Washington Post’a göre, Tehrik-e-Taliban’dan (TTP) ayrılan bir grup olan Jamaat ul-Ahrar saldırının sorumluluğunu üstlendi. Örgütün sözcülerinden Ehsanullah Ehsan, “Paskalya’yı kutlayan Lahor’daki Hıristiyanların hedef alındığını duyurdu. O, patlama, Pakistan’da Şeriat ya da İslam hukuku uygulanana kadar daha fazla saldırı olacağı yönünde “hükümete bir mesaj” verdi, dedi.

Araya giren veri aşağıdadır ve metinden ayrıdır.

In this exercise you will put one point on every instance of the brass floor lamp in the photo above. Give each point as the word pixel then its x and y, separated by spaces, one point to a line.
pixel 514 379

Terörist saldırılar başkenti Lahor olan Pencap eyaletinde daha az görülürken, Pakistan’ın diğer yerlerinde Hıristiyanlar ve diğer dini azınlıklar Sünni İslamcı köktendinciler tarafından sıklıkla hedef alınıyorlar. Pakistan merkezli Nation gazetesinin hesaplamasına göre, geçtiğimiz dört yıldaki 117 saldırıda 1.700 insan öldü.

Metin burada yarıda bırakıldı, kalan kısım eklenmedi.